社会的支援や社会的ネットワークプログラムが心臓病患者の助けになるという明確なエビデンスはない。 

これらのプログラムによって、生活の質(QOL)や血圧がある程度改善する可能性がある。 

このレビューによれば、社会的支援や社会的ネットワークへの介入は心臓病患者を助ける可能性があるが、有効性を証明するためには、より質の高い、明確に報告された試験であることを示唆している 

心臓病とは何か? 

「心臓病」とは、冠動脈疾患(心臓の血管の病気)、不整脈(心房細動などの不整脈)、心臓感染症、先天性心疾患など、心臓に影響を及ぼすさまざまな疾患を指す。心臓病の一般的な症状は、胸痛(狭心症)と心臓発作(心筋梗塞)である。心臓病は世界中で早期死亡の原因となっている。現代の心臓リハビリテーションプログラムは、一般的に身体的、精神的、社会的要因に対処し、心臓病患者の日常生活を支援するようにデザインされている。 

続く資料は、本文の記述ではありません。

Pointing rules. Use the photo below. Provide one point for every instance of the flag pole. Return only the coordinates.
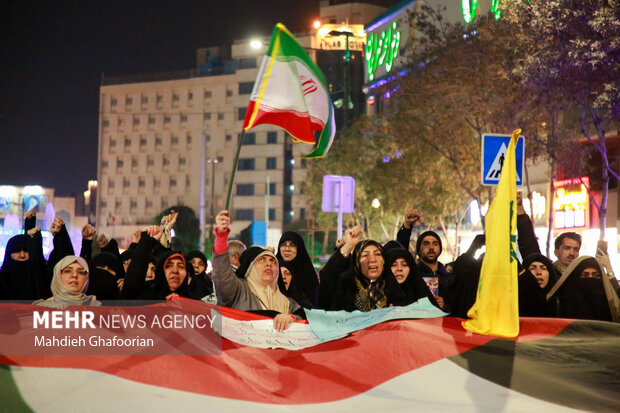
(235, 164)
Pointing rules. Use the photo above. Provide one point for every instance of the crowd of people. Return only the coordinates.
(360, 274)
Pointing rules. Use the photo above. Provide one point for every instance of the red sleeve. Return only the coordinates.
(220, 245)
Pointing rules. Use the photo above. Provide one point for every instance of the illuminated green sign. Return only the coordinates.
(382, 50)
(469, 9)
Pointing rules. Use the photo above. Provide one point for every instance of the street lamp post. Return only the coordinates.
(347, 72)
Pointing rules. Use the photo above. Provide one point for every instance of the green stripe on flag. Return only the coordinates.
(10, 396)
(289, 47)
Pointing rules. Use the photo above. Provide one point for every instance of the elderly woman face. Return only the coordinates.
(400, 269)
(74, 277)
(267, 268)
(371, 262)
(174, 269)
(541, 272)
(288, 249)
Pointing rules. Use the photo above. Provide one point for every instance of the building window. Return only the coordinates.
(246, 164)
(241, 113)
(244, 215)
(250, 138)
(245, 189)
(272, 163)
(245, 88)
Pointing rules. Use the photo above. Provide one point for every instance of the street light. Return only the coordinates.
(347, 72)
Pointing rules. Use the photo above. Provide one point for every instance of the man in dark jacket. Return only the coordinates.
(428, 249)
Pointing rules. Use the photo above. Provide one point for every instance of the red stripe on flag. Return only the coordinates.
(299, 125)
(327, 372)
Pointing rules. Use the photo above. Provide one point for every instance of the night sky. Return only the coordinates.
(53, 54)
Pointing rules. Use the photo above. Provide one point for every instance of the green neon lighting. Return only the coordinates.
(469, 9)
(381, 50)
(497, 13)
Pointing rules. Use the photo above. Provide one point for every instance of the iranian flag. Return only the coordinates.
(290, 92)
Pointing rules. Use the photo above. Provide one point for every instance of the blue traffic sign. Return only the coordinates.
(494, 147)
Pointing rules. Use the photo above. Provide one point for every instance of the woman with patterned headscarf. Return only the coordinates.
(367, 285)
(257, 290)
(69, 284)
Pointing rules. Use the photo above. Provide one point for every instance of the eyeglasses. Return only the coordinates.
(81, 272)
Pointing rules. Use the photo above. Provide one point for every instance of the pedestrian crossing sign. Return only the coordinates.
(494, 148)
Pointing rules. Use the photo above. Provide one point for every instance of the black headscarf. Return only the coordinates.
(414, 286)
(292, 291)
(21, 280)
(583, 298)
(162, 289)
(356, 292)
(423, 235)
(532, 298)
(307, 280)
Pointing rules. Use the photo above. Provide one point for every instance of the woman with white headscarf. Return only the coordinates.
(69, 284)
(257, 290)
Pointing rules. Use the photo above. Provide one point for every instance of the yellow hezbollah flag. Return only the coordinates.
(496, 310)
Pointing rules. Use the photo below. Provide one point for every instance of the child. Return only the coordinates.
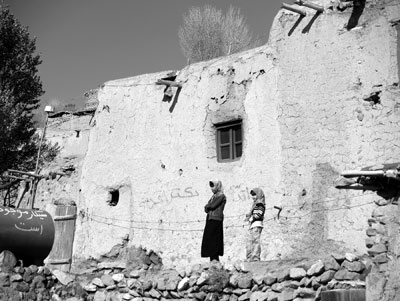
(255, 218)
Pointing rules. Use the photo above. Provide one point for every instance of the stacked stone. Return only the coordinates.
(382, 231)
(32, 283)
(210, 282)
(114, 281)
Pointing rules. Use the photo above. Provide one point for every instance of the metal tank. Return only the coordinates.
(27, 233)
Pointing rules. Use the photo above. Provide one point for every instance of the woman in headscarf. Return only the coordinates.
(255, 218)
(213, 237)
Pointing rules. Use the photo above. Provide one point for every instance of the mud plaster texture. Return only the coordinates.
(301, 99)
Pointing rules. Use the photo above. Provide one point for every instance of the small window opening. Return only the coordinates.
(229, 141)
(113, 198)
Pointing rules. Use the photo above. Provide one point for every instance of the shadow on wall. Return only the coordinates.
(382, 178)
(358, 9)
(324, 177)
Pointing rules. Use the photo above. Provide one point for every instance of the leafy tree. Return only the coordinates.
(20, 89)
(207, 33)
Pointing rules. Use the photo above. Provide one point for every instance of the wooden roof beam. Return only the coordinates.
(169, 83)
(294, 9)
(317, 7)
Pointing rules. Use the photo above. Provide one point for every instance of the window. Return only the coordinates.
(229, 141)
(113, 198)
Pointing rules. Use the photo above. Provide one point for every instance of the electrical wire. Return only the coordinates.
(282, 218)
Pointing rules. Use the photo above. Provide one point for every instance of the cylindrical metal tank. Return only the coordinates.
(29, 234)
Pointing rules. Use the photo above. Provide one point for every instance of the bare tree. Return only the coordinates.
(236, 34)
(207, 33)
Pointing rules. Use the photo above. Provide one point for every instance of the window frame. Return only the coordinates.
(231, 125)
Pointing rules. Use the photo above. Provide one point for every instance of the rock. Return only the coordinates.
(258, 279)
(154, 294)
(107, 280)
(245, 296)
(287, 294)
(377, 249)
(240, 291)
(277, 287)
(135, 273)
(134, 293)
(291, 284)
(38, 282)
(147, 285)
(7, 261)
(118, 277)
(233, 280)
(346, 275)
(111, 265)
(22, 287)
(233, 297)
(330, 263)
(380, 258)
(202, 279)
(269, 279)
(200, 295)
(350, 257)
(259, 296)
(91, 288)
(28, 276)
(371, 232)
(355, 266)
(97, 282)
(315, 282)
(297, 273)
(304, 293)
(99, 296)
(245, 281)
(33, 268)
(63, 278)
(183, 284)
(15, 278)
(327, 276)
(168, 280)
(370, 241)
(272, 296)
(282, 276)
(111, 287)
(338, 257)
(316, 269)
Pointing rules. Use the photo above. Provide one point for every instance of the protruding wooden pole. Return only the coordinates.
(169, 83)
(317, 7)
(293, 9)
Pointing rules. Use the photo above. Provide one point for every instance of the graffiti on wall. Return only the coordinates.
(238, 193)
(163, 196)
(235, 193)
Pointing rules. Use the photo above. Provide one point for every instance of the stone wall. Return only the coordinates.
(383, 282)
(111, 278)
(316, 100)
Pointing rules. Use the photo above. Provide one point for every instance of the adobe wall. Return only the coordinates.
(301, 99)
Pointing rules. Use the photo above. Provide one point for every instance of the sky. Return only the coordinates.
(84, 43)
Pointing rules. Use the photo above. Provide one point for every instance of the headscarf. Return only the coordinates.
(260, 197)
(217, 186)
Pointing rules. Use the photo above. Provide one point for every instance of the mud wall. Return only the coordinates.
(307, 114)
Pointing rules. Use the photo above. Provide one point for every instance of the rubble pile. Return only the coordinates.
(239, 282)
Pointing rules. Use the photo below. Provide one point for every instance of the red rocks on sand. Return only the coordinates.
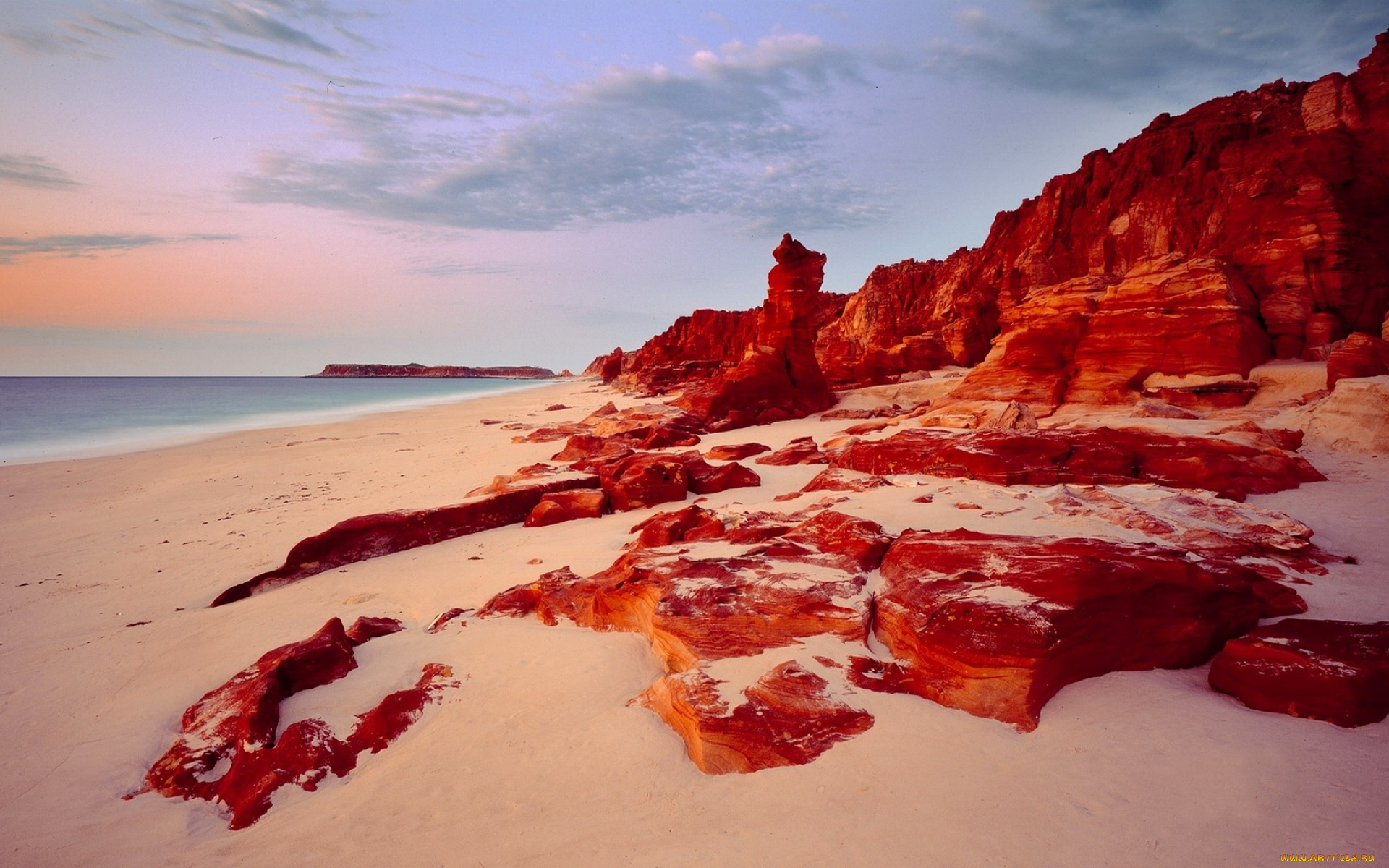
(509, 501)
(1334, 671)
(778, 378)
(1106, 456)
(995, 625)
(228, 750)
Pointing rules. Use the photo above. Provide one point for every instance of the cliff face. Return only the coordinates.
(417, 370)
(778, 377)
(1249, 228)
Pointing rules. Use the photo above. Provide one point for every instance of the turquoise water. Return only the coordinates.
(43, 418)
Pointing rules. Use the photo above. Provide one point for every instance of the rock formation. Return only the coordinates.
(439, 371)
(1324, 670)
(228, 750)
(995, 625)
(778, 377)
(1105, 456)
(1249, 228)
(507, 501)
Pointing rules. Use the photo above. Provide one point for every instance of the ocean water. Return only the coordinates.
(45, 418)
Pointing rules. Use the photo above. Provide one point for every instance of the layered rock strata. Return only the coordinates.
(1334, 671)
(228, 750)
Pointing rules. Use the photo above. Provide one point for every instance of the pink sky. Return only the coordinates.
(264, 188)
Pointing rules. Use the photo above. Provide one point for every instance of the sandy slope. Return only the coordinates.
(537, 759)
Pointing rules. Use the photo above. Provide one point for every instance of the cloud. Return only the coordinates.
(626, 145)
(448, 270)
(90, 244)
(1117, 49)
(30, 171)
(277, 33)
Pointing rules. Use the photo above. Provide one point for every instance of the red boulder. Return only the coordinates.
(1334, 671)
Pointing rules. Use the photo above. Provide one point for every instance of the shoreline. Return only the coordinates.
(128, 441)
(538, 757)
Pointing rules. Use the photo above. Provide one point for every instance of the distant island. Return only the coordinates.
(457, 371)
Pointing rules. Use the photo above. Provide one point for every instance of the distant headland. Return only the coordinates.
(456, 371)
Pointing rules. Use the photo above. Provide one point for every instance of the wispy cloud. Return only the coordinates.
(449, 270)
(289, 34)
(12, 249)
(625, 145)
(1114, 49)
(30, 171)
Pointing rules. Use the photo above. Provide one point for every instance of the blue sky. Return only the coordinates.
(268, 187)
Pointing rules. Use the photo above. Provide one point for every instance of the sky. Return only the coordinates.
(266, 187)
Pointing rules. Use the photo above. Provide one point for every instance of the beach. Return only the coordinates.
(538, 757)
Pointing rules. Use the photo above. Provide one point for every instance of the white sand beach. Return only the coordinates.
(107, 567)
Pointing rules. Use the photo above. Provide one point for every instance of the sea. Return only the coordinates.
(48, 418)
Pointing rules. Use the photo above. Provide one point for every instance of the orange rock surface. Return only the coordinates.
(1334, 671)
(995, 625)
(778, 378)
(228, 750)
(1108, 456)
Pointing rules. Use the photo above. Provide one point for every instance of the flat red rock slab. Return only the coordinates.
(995, 625)
(788, 720)
(569, 506)
(802, 451)
(1334, 671)
(736, 451)
(1103, 456)
(228, 753)
(368, 537)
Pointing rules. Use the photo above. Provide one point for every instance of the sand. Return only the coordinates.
(537, 759)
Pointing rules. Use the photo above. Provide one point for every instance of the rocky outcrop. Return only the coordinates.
(778, 377)
(783, 581)
(640, 427)
(1324, 670)
(788, 718)
(1354, 417)
(1357, 356)
(1252, 226)
(445, 371)
(995, 625)
(1096, 339)
(228, 750)
(507, 501)
(1103, 456)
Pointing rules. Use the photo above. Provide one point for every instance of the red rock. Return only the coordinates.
(368, 537)
(643, 480)
(1322, 330)
(567, 506)
(226, 750)
(1334, 671)
(736, 451)
(788, 720)
(667, 528)
(1265, 208)
(365, 629)
(641, 427)
(780, 377)
(709, 480)
(995, 625)
(1095, 339)
(592, 448)
(792, 581)
(802, 451)
(1103, 456)
(1199, 522)
(1357, 356)
(838, 480)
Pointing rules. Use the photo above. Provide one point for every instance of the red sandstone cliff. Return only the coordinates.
(778, 377)
(1249, 228)
(442, 371)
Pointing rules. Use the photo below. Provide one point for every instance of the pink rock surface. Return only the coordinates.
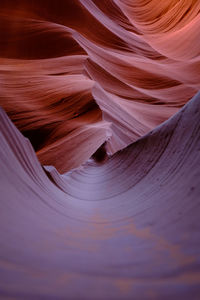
(99, 149)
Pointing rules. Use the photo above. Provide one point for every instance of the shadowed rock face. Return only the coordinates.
(99, 149)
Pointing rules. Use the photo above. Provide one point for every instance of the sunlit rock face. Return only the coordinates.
(100, 149)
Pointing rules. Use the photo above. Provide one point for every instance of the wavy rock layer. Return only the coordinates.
(75, 68)
(98, 91)
(125, 229)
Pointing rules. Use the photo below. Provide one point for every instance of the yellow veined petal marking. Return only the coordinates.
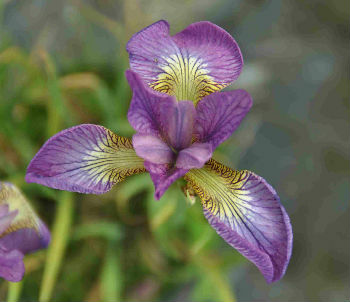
(186, 77)
(112, 159)
(221, 191)
(26, 217)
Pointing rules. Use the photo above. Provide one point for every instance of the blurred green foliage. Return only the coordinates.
(62, 63)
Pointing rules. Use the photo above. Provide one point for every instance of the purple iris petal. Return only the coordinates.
(195, 156)
(219, 114)
(177, 121)
(200, 60)
(246, 212)
(152, 149)
(21, 232)
(27, 240)
(6, 217)
(217, 47)
(85, 159)
(163, 176)
(11, 265)
(144, 114)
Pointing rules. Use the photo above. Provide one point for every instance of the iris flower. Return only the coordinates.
(21, 232)
(180, 117)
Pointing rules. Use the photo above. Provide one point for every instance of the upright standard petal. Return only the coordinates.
(245, 211)
(163, 176)
(11, 265)
(219, 114)
(26, 232)
(201, 59)
(85, 159)
(144, 114)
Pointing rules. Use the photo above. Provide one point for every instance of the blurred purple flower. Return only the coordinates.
(21, 232)
(180, 119)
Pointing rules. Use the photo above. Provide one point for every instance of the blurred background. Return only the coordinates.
(62, 63)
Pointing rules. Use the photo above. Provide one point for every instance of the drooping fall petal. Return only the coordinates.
(246, 212)
(152, 149)
(163, 176)
(219, 114)
(200, 60)
(85, 159)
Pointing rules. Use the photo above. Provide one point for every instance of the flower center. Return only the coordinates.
(186, 77)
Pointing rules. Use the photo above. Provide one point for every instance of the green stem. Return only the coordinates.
(55, 253)
(14, 291)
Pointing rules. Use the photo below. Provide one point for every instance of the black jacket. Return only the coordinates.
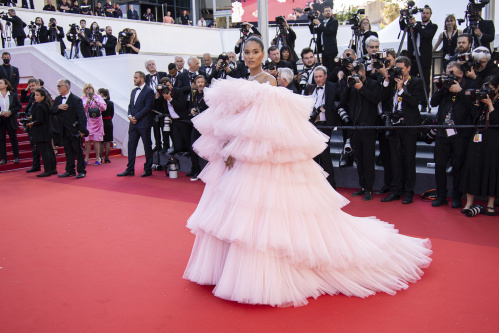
(412, 96)
(40, 131)
(328, 31)
(72, 120)
(426, 34)
(11, 74)
(17, 26)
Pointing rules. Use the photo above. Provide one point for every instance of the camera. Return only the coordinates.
(445, 81)
(479, 94)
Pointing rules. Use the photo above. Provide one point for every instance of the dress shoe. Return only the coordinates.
(390, 197)
(439, 202)
(359, 192)
(66, 174)
(45, 174)
(33, 170)
(456, 203)
(126, 173)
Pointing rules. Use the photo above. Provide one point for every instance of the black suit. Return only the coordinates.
(41, 135)
(141, 110)
(8, 125)
(332, 119)
(425, 34)
(17, 28)
(326, 42)
(110, 45)
(488, 34)
(71, 122)
(403, 142)
(11, 74)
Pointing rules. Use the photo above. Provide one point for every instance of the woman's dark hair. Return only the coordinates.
(104, 92)
(9, 86)
(256, 40)
(47, 100)
(287, 48)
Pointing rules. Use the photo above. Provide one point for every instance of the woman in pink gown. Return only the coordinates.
(269, 228)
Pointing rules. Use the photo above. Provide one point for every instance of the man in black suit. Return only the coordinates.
(403, 96)
(73, 126)
(424, 32)
(324, 93)
(132, 13)
(361, 100)
(17, 26)
(9, 72)
(326, 37)
(285, 79)
(108, 42)
(140, 116)
(483, 34)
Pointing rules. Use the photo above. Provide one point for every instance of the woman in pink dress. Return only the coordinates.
(269, 228)
(93, 105)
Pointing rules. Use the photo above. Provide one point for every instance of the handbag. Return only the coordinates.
(94, 112)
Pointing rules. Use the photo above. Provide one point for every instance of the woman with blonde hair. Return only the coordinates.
(449, 38)
(93, 105)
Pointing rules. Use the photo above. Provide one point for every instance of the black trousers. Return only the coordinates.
(181, 135)
(48, 158)
(134, 135)
(196, 168)
(364, 150)
(403, 155)
(72, 150)
(6, 128)
(453, 147)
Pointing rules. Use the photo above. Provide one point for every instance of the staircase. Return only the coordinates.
(25, 155)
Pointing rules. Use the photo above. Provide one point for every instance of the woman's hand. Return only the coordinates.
(229, 162)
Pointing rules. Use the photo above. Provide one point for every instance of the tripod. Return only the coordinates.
(410, 28)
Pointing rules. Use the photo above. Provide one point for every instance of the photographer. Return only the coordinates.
(286, 36)
(424, 32)
(285, 79)
(483, 31)
(276, 62)
(484, 66)
(454, 108)
(196, 105)
(403, 94)
(324, 93)
(17, 26)
(326, 37)
(245, 34)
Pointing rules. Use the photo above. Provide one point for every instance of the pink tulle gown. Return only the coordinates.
(271, 229)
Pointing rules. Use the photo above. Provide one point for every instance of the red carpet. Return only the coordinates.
(106, 254)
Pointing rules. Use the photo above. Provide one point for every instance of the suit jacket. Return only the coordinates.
(141, 109)
(159, 76)
(11, 74)
(488, 34)
(110, 45)
(40, 131)
(425, 34)
(328, 31)
(15, 107)
(72, 120)
(17, 26)
(413, 95)
(132, 14)
(331, 91)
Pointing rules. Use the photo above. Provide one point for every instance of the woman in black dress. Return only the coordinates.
(481, 170)
(40, 131)
(449, 38)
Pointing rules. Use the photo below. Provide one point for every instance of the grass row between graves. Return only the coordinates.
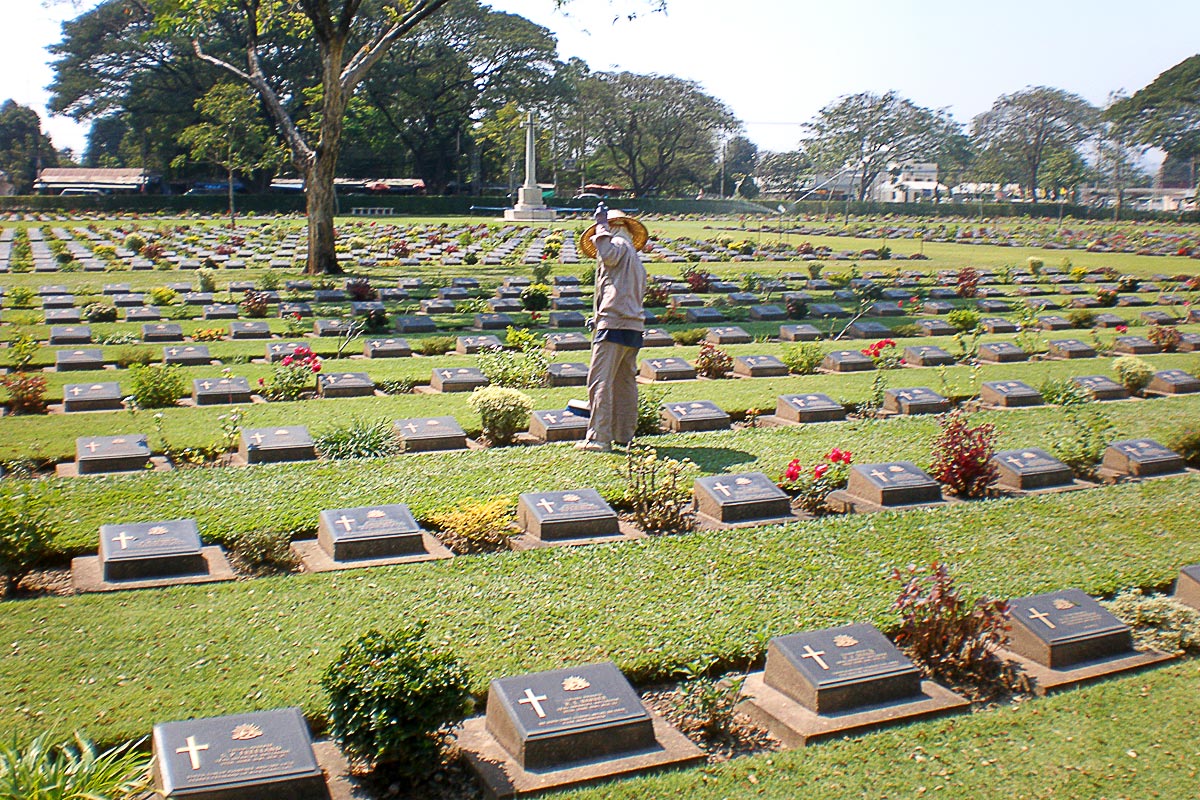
(117, 663)
(54, 437)
(1127, 738)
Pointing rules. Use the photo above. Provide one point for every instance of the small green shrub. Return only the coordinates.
(358, 439)
(157, 385)
(952, 639)
(162, 296)
(965, 319)
(41, 770)
(205, 280)
(1187, 444)
(436, 344)
(263, 552)
(1133, 373)
(689, 337)
(713, 362)
(474, 527)
(803, 358)
(27, 531)
(21, 298)
(658, 491)
(100, 312)
(526, 368)
(393, 698)
(503, 411)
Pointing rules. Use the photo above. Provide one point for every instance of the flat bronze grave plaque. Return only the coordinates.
(580, 513)
(370, 533)
(1031, 469)
(124, 453)
(423, 434)
(553, 719)
(694, 415)
(150, 549)
(240, 757)
(1063, 629)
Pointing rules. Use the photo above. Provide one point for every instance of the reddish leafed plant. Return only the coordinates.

なぜ社会的支援プログラムが心臓病患者の助けになるのか? 

低レベルの社会的支援や社会的孤立が、心臓病患者の健康状態の悪化につながることを示唆するいくつかのエビデンスがある。社会的ネットワークまたは社会的支援介入は、健康的な行動を支援するために社会的関係を意図的に利用し、パートナー、家族、友人、他の仲間、または介護者が関与することがある。このようなプログラムが心臓病患者の健康増進に寄与する可能性を示唆する研究もあるが、現在までのところ、エビデンスの系統的レビューは行われていない。 

何を知りたかったのか?

心臓病患者を支援するために考案され、社会的支援の要素が明確に記述されているプログラムが下記を改善する可能性があるか検討した: 

 - 死亡(心臓病、またはその他の原因);

 - 入院;

 - 健康関連QOL(生活の質);

また、精神的な健康や幸福感、社会的孤立など、その他の関連要因が改善されたかどうかも検討した。 

実施したこと  
心臓病患者に対する社会的ネットワークまたは社会的支援介入に関するランダム化比較試験(RCT)を特定するために、データベースを検索した。 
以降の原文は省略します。